The country's military elite is not populated by civil libertarians; the journalists and human rights activists who were arrested in Tahrir Square last week were imprisoned by Suleiman's military intelligence units, as Dan Williams of Human Rights Watch wrote on this page last week.
Left to their own devices, it's unlikely the generals, though they've promised constitutional changes, an end to the repressive state of emergency and new elections, will push for a swift transition to a full and free democracy.
Mohamed ElBaradei, the former chief of the U.N. International Atomic Energy Agency who has offered himself as a transitional leader, has proposed a three-man "presidential council" with only one of the seats reserved for the military. He is also calling for the drafting of a wholly new constitution and elections within a year.
But Egypt's next step is far from certain.

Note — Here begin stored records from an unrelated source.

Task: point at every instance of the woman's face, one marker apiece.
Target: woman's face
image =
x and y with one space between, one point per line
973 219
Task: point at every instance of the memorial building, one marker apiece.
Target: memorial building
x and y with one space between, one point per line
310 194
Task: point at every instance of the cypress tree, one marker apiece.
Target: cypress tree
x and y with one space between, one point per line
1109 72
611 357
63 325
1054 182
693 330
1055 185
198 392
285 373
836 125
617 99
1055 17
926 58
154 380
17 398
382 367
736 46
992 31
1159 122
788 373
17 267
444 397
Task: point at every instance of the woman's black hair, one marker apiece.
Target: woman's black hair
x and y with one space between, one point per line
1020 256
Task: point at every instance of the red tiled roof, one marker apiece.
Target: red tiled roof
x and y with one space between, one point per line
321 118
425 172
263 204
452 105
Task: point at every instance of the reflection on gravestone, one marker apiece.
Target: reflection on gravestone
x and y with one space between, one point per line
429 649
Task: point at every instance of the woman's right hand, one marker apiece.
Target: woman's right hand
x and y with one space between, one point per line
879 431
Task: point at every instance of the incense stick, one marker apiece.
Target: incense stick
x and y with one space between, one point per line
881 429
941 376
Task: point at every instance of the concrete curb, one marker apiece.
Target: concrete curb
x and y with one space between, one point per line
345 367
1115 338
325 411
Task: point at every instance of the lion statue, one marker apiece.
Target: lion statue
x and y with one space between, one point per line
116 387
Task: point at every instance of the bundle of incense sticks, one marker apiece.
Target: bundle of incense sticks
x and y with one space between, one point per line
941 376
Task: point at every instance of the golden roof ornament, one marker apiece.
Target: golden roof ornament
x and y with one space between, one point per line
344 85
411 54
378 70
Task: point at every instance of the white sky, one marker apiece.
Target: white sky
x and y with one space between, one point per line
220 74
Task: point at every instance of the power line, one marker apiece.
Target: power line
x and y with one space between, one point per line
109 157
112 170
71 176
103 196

The inevitable messiness of the ensuing process will present hard choices for the Obama administration too. President Obama said last week that he hoped Egypt's democratization would be both "orderly and genuine."
He must know that those two goals, while not contradictory, are in tension. The administration wants more from Egypt than just democracy; it also want to maintain Egypt's stability, its close military relationship with the U.S. and its peace with Israel. That's why the word U.S. officials used most often over the last 18 days was "orderly," and why Obama felt it necessary, as late as Thursday, to add the democracy-friendly modifier "genuine."
They administration is understandably concerned that Egypt's next political leaders — whether they turn out to be the Supreme Council of the Armed Forces, the Facebook insurgents in Tahrir Square or even the Muslim Brotherhood — won't be as strongly pro-U.S. as Mubarak was.
"They must know that they will continue to have a friend in the United States of America," Obama said. But after more than 30 years of support for the military governments of Mubarak and his predecessor, Anwar Sadat, it may prove difficult to convince Egypt's democrats that the United States was on their side all along.
Obama made a start on that process with his statement Friday, when he praised Egypt's military for its role as "caretaker to the state" but pointedly defined its mission now as guaranteeing a real transition. "Nothing less than genuine democracy will carry the day," he said.
And, he added, the United States will help. "We stand ready to provide whatever assistance is necessary," he said.
But that was a promise that may be difficult to keep. The new Republican majority in the House has already proposed deep cuts in foreign aid, including the programs that would help Egyptian democracy. Sen. Rand Paul (R-Ky.), the leader of the Senate's new "tea party" caucus, has proposed eliminating foreign aid entirely, including for both Egypt and Israel. Others would cut Egypt but spare Israel, a move that wouldn't make the U.S. popular in Tahrir Square.
Some of those same House Republicans pressed the State Department last week to bar the Muslim Brotherhood from playing any role in a new Egyptian government. They didn't explain how to do that while reducing U.S. aid — and thus U.S. leverage — at the same time.
The insurgencies in Egypt and Tunisia have presented the United States with an extraordinary opportunity: a chance to nudge, advise and aid countries that are moving toward democracy in the world's most dangerous region. Taking advantage of that opening, which leaders of both U.S. political parties have sought for decades, will require money, energy and patience. It's a pity that such an opportunity has arrived when we seem to be short of all three.